Cooking robot may offer artificial culinary intelligence
January 26, 2015
One of the greatest questions in developing of artificial intelligence is how to provide robots with a software template that enables them to recognize objects and learn actions by watching humans.
Researchers from the University of Maryland Institute for Advanced Computer Studies and the National Information Communications Technology Research Centre of Excellence in Australia have developed a software system that allows robots to learn actions and make inferences by watching cooking videos from YouTube.
“It’s very difficult [to teach robots] actions where something is manipulated because there’s a lot of variation in the way the action happens,” said co-author Cornelia Fermüller, a research scientist at the University of Maryland’s Institute for Advanced Computer Studies. “If I do it or someone else does it, we do it very differently. We could use different tools so you have to find a way of capturing this variation. ”
The intelligent system that enabled the robot to glean information from the videos includes two artificial neural networks that mimic the human eye’s processing resulting in object recognition, according to the study. The networks enabled the robot to recognize objects it viewed in the videos and determine the type of grasp required to manipulate objects such as knives and tomatoes when chopping, dicing and preparing food.
“In addition to [accounting for variation] there is the difficulty involved in capturing it visually,” Fermüller said. “We’ve looked at the goal of the task and then decomposed it on the basis of that.”
Fermüller said the group classified the two types of grasping the robot performed as “power” versus “precision.” Broadly, power grasping is used when an object needs to be held firmly in order to apply force—like when holding a knife to make a cut. Holding a tomato in place to stabilize it is considered precision grasping—a more fine-grain action that calls for accuracy, according to the paper.
When observing human activity in real life, robotic systems are able to perceive the movements and objects they are designed to recognize in three dimensions over time, Fermüller said. However, when the movement and objects are viewed in a video, that information is not as immediately understood.
“The way we think of videos is as a three-dimensional entity in the sense that there are two dimensions of space and one dimension of time,” said Jason Corso, an associate professor of electrical engineering and computer science at the University of Michigan. “It’s not as 3D as the world we live in, but one can use a video … which is a spacetime signal, and from it correspond feature points that could be used to reconstruct the 3D environment that is being seen or imaged in that video.”
According to the paper, the development of deep neural networks that are able to efficiently capture raw data from video and enable robots to perceive actions and objects have revolutionized how visual recognition in artificially intelligent systems function. The algorithms programmed into the University of Maryland’s cooking robot are one example of this neural functioning.
“So what was used here was really the hand description and object tool description, and then the action was inferred out of that,” Fermüller said.
Previous research on robotic manipulation and action recognition has been conducted using hand trackers and motion capture gloves to overcome the inherent limitations of trying to design artificial intelligence that can learn by example, she said.
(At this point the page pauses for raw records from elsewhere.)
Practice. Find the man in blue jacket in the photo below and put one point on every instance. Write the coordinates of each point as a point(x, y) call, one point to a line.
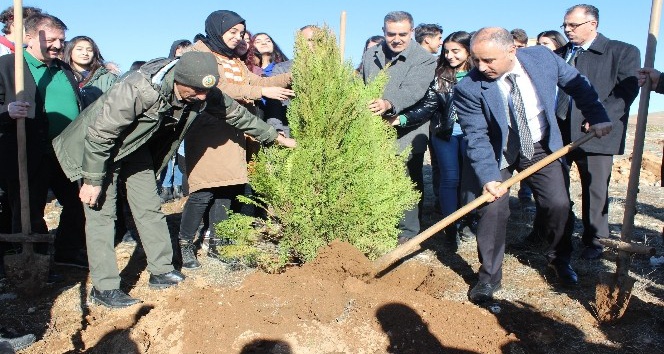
point(506, 108)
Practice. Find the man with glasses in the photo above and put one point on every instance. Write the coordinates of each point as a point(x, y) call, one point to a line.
point(611, 67)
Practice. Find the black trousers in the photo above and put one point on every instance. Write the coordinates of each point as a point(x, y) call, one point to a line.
point(218, 201)
point(595, 173)
point(70, 236)
point(552, 199)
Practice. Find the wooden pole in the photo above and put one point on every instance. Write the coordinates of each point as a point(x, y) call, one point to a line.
point(342, 36)
point(26, 227)
point(623, 261)
point(390, 258)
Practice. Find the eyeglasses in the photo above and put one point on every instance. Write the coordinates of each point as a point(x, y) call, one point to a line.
point(573, 26)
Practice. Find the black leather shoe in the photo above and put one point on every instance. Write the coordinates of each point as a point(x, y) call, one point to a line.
point(162, 281)
point(114, 299)
point(592, 252)
point(483, 292)
point(188, 255)
point(564, 272)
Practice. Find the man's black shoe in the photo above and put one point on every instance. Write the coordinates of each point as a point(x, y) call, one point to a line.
point(483, 292)
point(592, 252)
point(564, 272)
point(166, 195)
point(114, 299)
point(188, 254)
point(162, 281)
point(19, 343)
point(79, 260)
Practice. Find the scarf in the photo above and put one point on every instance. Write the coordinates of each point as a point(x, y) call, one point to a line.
point(215, 26)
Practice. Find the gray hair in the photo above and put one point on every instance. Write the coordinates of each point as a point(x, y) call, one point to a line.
point(496, 35)
point(37, 20)
point(398, 16)
point(588, 10)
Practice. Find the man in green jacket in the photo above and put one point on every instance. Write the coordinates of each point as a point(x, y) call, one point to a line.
point(130, 133)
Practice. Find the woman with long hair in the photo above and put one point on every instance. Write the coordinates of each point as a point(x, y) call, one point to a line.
point(84, 57)
point(267, 52)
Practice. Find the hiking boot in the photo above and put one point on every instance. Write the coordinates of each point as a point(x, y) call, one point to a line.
point(166, 280)
point(17, 343)
point(114, 299)
point(188, 255)
point(166, 195)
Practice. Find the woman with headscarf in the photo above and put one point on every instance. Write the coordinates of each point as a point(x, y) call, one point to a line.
point(216, 155)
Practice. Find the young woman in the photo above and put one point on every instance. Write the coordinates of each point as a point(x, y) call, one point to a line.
point(215, 152)
point(267, 52)
point(82, 54)
point(446, 135)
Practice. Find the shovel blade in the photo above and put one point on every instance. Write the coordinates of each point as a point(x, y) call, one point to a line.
point(612, 296)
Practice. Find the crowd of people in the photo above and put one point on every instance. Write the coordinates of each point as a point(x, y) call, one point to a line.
point(483, 102)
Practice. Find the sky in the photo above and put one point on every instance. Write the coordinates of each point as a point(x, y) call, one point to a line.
point(126, 31)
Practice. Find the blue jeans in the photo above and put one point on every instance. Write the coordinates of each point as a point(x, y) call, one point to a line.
point(449, 155)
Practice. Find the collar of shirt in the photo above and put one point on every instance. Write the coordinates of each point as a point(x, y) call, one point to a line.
point(32, 61)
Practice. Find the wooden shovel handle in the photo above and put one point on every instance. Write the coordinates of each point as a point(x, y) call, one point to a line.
point(390, 258)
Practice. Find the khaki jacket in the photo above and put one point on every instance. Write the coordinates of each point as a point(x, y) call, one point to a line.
point(135, 112)
point(216, 152)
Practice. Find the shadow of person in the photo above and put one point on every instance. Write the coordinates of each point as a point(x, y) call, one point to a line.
point(272, 346)
point(407, 332)
point(119, 340)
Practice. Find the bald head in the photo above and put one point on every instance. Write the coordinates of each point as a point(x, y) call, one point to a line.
point(493, 51)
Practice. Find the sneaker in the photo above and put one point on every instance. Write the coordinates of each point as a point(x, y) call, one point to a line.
point(18, 343)
point(188, 255)
point(483, 292)
point(114, 298)
point(166, 280)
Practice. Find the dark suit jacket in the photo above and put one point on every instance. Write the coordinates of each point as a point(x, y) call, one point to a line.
point(483, 114)
point(611, 67)
point(36, 129)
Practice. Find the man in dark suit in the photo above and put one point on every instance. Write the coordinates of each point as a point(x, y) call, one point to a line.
point(506, 108)
point(410, 69)
point(611, 67)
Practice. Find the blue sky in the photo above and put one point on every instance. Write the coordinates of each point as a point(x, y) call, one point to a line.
point(144, 29)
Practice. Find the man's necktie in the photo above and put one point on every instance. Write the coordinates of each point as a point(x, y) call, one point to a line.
point(525, 138)
point(563, 101)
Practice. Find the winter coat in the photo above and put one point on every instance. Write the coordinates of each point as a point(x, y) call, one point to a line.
point(100, 82)
point(216, 153)
point(139, 110)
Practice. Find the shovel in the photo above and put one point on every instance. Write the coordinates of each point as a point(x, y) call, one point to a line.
point(382, 264)
point(28, 271)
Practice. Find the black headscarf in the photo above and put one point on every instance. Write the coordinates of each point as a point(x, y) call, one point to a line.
point(215, 26)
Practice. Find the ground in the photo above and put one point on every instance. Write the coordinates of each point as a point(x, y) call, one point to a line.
point(331, 305)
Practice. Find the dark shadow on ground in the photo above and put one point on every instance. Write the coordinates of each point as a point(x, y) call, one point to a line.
point(119, 340)
point(273, 346)
point(407, 332)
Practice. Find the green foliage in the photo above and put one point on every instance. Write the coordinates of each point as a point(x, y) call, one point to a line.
point(345, 179)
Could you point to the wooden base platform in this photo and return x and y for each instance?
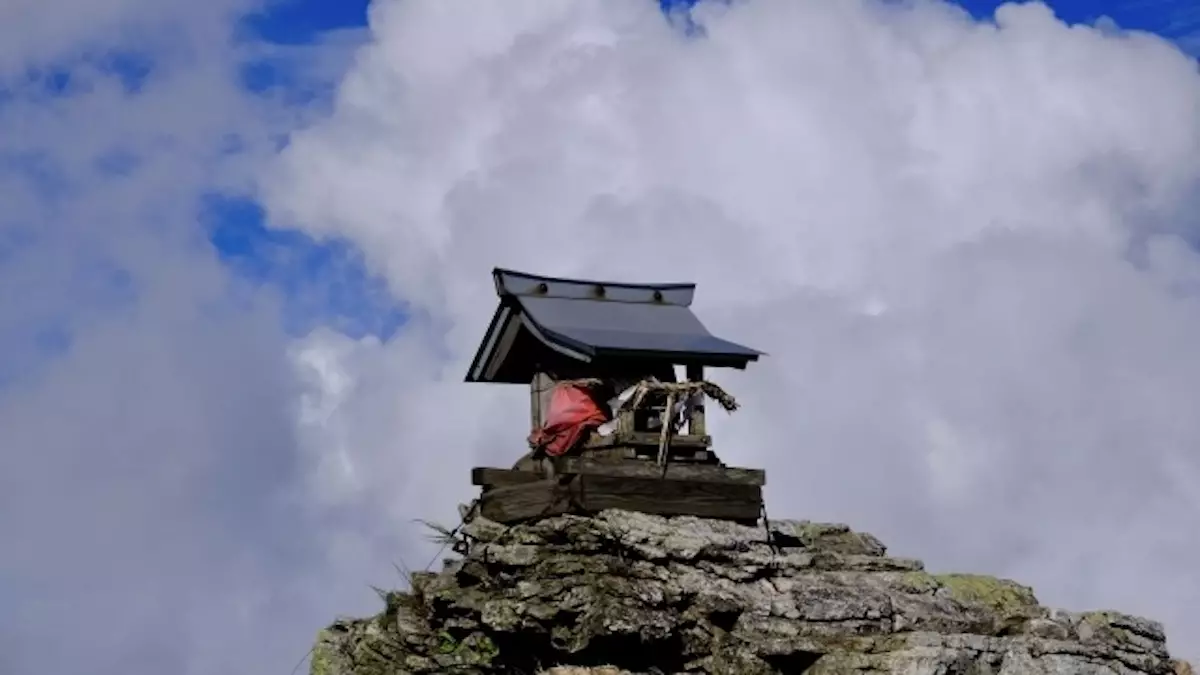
(581, 485)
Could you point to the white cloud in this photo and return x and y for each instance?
(1026, 402)
(150, 497)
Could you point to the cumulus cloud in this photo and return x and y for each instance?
(964, 244)
(149, 476)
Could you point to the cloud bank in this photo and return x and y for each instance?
(149, 507)
(965, 246)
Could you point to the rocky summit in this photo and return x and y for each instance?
(628, 592)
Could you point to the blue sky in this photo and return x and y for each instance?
(325, 282)
(169, 425)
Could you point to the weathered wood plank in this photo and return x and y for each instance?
(592, 494)
(642, 454)
(690, 471)
(647, 438)
(501, 477)
(696, 425)
(539, 499)
(671, 497)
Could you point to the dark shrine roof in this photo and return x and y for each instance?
(545, 323)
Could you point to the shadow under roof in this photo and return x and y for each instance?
(544, 322)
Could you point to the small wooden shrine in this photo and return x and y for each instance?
(612, 426)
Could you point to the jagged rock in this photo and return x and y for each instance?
(629, 592)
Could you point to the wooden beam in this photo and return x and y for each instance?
(671, 497)
(703, 473)
(592, 494)
(513, 503)
(502, 477)
(696, 423)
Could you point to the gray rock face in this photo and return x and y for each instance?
(642, 593)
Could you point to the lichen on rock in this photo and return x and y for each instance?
(629, 592)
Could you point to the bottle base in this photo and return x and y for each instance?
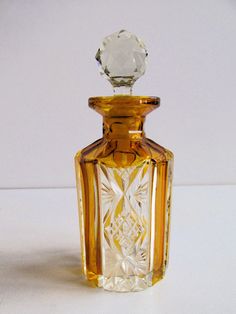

“Part of the problem is that robot hands today are so behind what biological manipulation is capable of,” said Ken Forbus, a professor of computer science and education at Northwestern University. “We have more dynamic range in terms of our touch sensing. It’s very, very difficult to calibrate, as there’s all sorts of problems that might be real problems and any system is going to have to solve them.”
Forbus said some of the difficulty that presents itself in robotic design arises from the fact that the tools robots are outfitted with are far behind the ones humans are born with both physically and in terms of sense perception.
“There is tons of tacit knowledge in human understanding—tons,” Forbus said. “Not just in manipulation, [but] in conceptual knowledge.”
According to Forbus, artificial intelligence researchers have three ways to incorporate this type of conceptual thinking into intelligent systems. The first option is to try to design robots that can think and analyze in a manner superior to humans, and the second is articulating the tacit knowledge that humans possess by trying to boil it down into a programmable set of rules. The third way is to attempt to model the AI on the type of analogical thinking humans use as they discern information and make generalizations that help provide a framework for how to act during future experiences.
“That’s a model that’s daunting in the sense that it requires lots and lots of [programmed] experience,” Forbus said. “But it’s promising in that if we can make analogical generalization work in scale … it’s going to be a very human-like way of doing it.”